Turn a string into a valid filename?


I have a string that I want to use as a filename, so I want to remove all characters that wouldn't be allowed in filenames, using Python.

I'd rather be strict than otherwise, so let's say I want to retain only letters, digits, and a small set of other characters like "_-.() ". What's the most elegant solution?

The filename needs to be valid on multiple operating systems (Windows, Linux and Mac OS) - it's an MP3 file in my library with the song title as the filename, and is shared and backed up between 3 machines.


Solution

  • You can look at the Django framework (but take their licence into account!) for how they create a "slug" from arbitrary text. A slug is URL- and filename- friendly.

    The Django text utils define a function, slugify(), that's probably the gold standard for this kind of thing. Essentially, their code is the following.

    import unicodedata
    import re
    
    def slugify(value, allow_unicode=False):
        """
        Taken from https://github.com/django/django/blob/master/django/utils/text.py
        Convert to ASCII if 'allow_unicode' is False. Convert spaces or repeated
        dashes to single dashes. Remove characters that aren't alphanumerics,
        underscores, or hyphens. Convert to lowercase.
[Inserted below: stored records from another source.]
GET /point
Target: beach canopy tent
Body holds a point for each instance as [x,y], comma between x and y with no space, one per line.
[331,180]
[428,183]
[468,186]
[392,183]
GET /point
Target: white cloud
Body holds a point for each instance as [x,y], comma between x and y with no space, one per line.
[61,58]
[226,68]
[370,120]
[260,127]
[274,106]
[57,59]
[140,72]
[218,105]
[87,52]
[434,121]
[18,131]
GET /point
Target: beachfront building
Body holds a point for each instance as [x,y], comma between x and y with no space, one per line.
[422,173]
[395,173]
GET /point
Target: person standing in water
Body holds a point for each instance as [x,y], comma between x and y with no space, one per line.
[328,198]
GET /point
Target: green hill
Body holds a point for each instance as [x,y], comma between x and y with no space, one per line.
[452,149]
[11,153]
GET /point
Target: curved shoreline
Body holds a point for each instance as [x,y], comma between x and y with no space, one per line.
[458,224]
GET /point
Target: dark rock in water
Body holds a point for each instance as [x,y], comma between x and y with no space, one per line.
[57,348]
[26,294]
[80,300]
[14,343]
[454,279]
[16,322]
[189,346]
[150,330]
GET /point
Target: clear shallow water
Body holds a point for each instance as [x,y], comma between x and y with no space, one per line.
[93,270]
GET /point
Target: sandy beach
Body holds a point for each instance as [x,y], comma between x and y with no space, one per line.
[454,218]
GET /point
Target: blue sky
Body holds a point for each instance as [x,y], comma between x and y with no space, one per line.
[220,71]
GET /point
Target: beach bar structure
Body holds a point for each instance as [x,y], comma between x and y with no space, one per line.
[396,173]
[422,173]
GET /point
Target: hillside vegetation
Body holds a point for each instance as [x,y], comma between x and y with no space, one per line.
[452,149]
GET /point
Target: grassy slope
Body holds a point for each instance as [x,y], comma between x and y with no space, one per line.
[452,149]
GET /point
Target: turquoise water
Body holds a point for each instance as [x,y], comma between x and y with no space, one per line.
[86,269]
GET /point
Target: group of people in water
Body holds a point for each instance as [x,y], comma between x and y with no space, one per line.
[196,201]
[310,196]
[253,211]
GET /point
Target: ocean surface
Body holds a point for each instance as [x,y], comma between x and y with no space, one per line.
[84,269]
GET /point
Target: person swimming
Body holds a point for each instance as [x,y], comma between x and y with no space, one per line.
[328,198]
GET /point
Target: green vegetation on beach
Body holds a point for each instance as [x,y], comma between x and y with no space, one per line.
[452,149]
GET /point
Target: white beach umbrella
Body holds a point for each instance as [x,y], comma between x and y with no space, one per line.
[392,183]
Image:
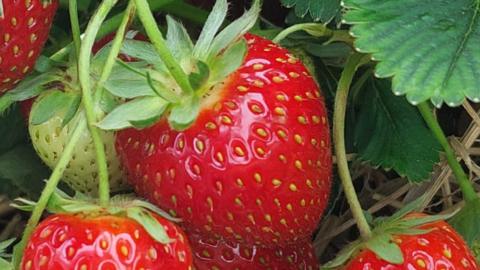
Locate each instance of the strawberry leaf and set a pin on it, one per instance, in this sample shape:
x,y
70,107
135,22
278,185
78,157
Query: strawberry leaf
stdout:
x,y
126,81
51,104
5,265
389,132
429,47
149,223
143,51
234,31
343,257
211,28
319,10
467,222
26,89
184,113
135,111
199,78
179,42
386,249
226,63
21,172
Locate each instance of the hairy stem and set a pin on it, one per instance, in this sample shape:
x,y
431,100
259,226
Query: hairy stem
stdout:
x,y
339,142
320,30
87,98
108,27
49,189
462,179
72,9
115,50
156,37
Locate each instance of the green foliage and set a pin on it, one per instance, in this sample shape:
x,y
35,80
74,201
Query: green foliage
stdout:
x,y
319,10
21,171
429,47
390,133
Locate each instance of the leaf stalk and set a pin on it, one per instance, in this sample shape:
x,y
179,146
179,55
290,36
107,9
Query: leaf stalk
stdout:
x,y
341,100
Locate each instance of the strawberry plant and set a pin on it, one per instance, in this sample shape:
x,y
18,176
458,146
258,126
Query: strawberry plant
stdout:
x,y
261,129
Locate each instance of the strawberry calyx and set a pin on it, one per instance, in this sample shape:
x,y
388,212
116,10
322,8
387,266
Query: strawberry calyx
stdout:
x,y
207,64
384,235
121,205
5,264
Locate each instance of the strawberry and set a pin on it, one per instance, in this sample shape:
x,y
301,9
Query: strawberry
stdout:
x,y
439,248
408,241
218,254
129,234
103,242
254,165
50,137
24,26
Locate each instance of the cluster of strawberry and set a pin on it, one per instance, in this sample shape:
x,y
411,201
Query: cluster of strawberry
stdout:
x,y
248,180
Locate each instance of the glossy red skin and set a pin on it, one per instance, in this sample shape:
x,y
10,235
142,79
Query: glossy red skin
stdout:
x,y
67,242
24,30
440,249
218,255
235,196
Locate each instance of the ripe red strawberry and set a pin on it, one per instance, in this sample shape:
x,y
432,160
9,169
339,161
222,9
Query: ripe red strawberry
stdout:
x,y
255,166
217,254
24,27
440,247
84,242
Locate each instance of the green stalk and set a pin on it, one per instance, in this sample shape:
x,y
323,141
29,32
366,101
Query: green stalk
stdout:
x,y
341,99
72,8
49,189
84,78
115,50
320,30
109,26
462,179
181,9
156,37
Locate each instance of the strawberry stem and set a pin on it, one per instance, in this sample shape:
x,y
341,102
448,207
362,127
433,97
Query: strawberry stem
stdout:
x,y
318,28
49,189
462,179
72,9
90,112
156,37
115,50
341,98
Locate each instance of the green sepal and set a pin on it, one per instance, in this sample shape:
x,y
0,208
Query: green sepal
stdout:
x,y
383,246
234,31
161,91
228,62
4,245
185,113
149,223
129,81
144,51
108,102
343,256
5,265
29,87
200,76
211,28
137,110
467,222
179,42
72,110
51,104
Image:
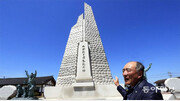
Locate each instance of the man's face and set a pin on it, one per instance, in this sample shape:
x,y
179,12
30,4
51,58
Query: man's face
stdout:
x,y
131,75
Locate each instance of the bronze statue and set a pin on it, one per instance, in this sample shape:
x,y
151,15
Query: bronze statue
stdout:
x,y
145,70
31,83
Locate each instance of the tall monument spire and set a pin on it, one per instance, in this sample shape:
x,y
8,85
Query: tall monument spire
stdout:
x,y
84,31
84,71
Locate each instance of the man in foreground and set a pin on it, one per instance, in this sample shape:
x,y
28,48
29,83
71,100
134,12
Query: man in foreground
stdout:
x,y
138,87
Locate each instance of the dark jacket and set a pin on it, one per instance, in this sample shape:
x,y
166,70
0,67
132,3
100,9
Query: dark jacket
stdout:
x,y
142,91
Also strip leading and
        trailing whitespace, dashes, and underscores.
        """
        value = str(value)
        if allow_unicode:
            value = unicodedata.normalize('NFKC', value)
        else:
            value = unicodedata.normalize('NFKD', value).encode('ascii', 'ignore').decode('ascii')
        value = re.sub(r'[^\w\s-]', '', value.lower())
        return re.sub(r'[-\s]+', '-', value).strip('-_')
    

    And the older version:

    def slugify(value):
        """
        Normalizes string, converts to lowercase, removes non-alpha characters,
        and converts spaces to hyphens.
        """
        import unicodedata
        value = unicodedata.normalize('NFKD', value).encode('ascii', 'ignore')
        value = unicode(re.sub('[^\w\s-]', '', value).strip().lower())
        value = unicode(re.sub('[-\s]+', '-', value))
        # ...
        return value
    

    There's more, but I left it out, since it doesn't address slugification, but escaping.